Ese otro, cuando toma existencia
por su condición de diferencia y se aparta de los ideales comunes,
es un obstáculo en el camino de ser iguales, y altera la producción
de sujetos en serie, sujetos previsibles y adaptados a un sistema
donde el ejercicio de la autonomía a través de las decisiones
personales resultan una amenaza.
Crítico
de estas concepciones, el centro Carlos Gardel, a partir de discutir
el concepto de problema aplicado al consumo de substancias,
construyó, junto a otros, en un proceso de pensamiento colectivo, un
nuevo problema. Allí mismo, en el lugar donde ese modelo de
respuesta se presentaba como solución, se constituyó el punto de
partida de una nueva dificultad.
Estas
consideraciones derivadas del debate, no son el resultado de un
ejercicio que transcurre exclusivamente en el camino de la teoría.

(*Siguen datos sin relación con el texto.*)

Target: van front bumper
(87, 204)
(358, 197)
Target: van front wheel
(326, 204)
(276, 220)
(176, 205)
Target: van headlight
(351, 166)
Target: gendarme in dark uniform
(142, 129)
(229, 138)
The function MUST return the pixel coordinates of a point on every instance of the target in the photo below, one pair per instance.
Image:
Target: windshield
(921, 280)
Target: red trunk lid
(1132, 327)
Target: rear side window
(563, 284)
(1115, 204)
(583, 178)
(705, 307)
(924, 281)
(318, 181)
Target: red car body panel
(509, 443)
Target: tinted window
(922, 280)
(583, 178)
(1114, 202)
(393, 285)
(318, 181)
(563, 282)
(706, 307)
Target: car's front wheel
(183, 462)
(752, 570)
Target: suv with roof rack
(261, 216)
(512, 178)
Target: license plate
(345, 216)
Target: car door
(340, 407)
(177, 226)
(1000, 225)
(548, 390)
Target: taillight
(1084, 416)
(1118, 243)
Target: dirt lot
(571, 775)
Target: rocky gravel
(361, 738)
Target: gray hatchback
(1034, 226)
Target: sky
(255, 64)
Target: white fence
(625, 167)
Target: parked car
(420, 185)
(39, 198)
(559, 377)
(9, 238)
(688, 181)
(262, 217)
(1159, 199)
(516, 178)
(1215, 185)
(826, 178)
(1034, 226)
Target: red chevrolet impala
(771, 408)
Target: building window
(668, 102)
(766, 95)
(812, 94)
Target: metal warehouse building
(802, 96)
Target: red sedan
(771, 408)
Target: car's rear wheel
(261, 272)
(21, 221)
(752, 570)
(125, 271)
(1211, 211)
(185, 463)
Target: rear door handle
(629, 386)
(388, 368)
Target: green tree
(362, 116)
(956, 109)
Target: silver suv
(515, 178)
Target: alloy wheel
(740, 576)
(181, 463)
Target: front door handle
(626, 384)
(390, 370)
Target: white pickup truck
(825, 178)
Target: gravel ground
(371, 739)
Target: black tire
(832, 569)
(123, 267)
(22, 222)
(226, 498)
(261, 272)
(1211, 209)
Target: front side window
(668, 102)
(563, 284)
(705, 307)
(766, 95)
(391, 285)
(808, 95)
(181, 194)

La práctica cotidiana y las marcas advertidas en quienes llegan al
centro, atravesados por una historia de internaciones sucesivas, en
dispositivos de autoayuda identificados como “grupales”, en
instituciones carcelarias y/o manicomiales, supieron ser las huellas,
tanto psíquicas, como corporales, que nos permitieron trazar un mapa
de los fracasos y entrever en ellos las modalidades aplicadas.
Individuos puestos a trabajar en grupos, donde la subjetividad
particular fue considerada como el origen (negativo) de sus
dificultades. Para formar parte de un grupo entonces, había que
dejar la subjetividad fuera de él.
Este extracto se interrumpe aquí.